Justice

At Least 5 Black Women Found Dead In Jail Since Mid-July

CREDIT: ABC 7 Screenshot

On Monday morning, police in Mount Vernon, New York discovered a 44-year-old woman dead in her cell. She is the fifth black woman, at least, to die behind bars this month.

According to Mayor Earnest Davis, Raynetta Turner was arrested and locked in a holding cell Saturday afternoon on shoplifting charges. Some time after her arrest, Turner informed Westchester County police that she had numerous medical problems, and was eventually brought to Montefiore-Mount Vernon Hospital Sunday evening. She returned to the holding cell briefly that night, before she was taken for fingerprinting at 2 a.m. She was found dead 12 hours later.
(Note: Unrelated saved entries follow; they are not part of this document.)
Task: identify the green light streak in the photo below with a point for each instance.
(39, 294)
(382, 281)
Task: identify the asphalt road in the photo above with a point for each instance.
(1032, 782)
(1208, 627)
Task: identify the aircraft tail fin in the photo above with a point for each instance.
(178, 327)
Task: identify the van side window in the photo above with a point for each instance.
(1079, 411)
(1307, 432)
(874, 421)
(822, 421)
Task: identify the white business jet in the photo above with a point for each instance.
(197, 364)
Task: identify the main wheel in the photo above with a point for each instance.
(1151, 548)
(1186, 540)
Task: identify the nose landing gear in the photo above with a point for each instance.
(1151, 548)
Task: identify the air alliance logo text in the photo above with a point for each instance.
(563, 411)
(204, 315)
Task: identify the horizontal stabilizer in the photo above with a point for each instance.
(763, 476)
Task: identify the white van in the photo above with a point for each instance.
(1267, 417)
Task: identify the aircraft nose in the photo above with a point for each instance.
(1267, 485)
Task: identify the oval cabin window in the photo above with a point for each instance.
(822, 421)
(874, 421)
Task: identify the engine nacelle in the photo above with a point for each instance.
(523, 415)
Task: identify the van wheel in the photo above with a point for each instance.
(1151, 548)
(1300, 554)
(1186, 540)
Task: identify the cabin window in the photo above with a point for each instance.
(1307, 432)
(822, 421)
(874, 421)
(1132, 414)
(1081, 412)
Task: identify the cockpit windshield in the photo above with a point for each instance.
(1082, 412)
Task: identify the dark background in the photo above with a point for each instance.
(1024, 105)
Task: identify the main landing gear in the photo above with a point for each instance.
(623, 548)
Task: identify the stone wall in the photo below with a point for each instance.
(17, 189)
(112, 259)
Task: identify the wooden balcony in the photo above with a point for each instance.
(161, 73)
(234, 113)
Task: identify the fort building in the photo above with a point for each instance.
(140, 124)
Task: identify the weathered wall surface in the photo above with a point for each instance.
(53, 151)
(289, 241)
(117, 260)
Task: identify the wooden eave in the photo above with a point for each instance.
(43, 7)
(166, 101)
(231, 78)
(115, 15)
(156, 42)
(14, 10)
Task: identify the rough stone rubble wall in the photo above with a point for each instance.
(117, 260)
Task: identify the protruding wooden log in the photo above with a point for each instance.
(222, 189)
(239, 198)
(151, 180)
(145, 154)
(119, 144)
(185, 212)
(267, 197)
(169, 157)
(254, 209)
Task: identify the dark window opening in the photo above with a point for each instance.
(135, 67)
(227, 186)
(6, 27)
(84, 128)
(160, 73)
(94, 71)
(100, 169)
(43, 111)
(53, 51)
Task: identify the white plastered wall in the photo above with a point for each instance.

The mayor has since explained that Turner’s medical history included hypertension and bariatric surgery. No official cause of death has been determined.

But her death follows at least four other deaths of black women in police custody since July 13, shining an even brighter spotlight on the plight of black women in the criminal justice system and fueling the Black Lives Matter movement. On that date, Sandra Bland was found hanging in her cell, three days after she was violently stopped for failing to signal a lane change in Waller County, Texas. The next day, 18-year-old Kindra Chapman committed suicide in an Alabama prison. She was arrested for stealing a cell phone. Joyce Curnell was arrested on shoplifting charges and found dead in her cell on July 24. On July 26, officers found Ralkina Jones dead in the Cleveland Heights City Jail, two days after she was arrested for a physical dispute with her husband. Like Turner, she was brought to a medical facility after a staff member observed Jones was lethargic — then returned to the jail. Prison officials say they conducted several check ups on the night she returned, but found her unresponsive around 7:30 the next morning. An investigation is currently underway.

UPDATE JUL 28, 2015 10:03 PM

This post has been changed to include a fifth death reported by Post and Courier.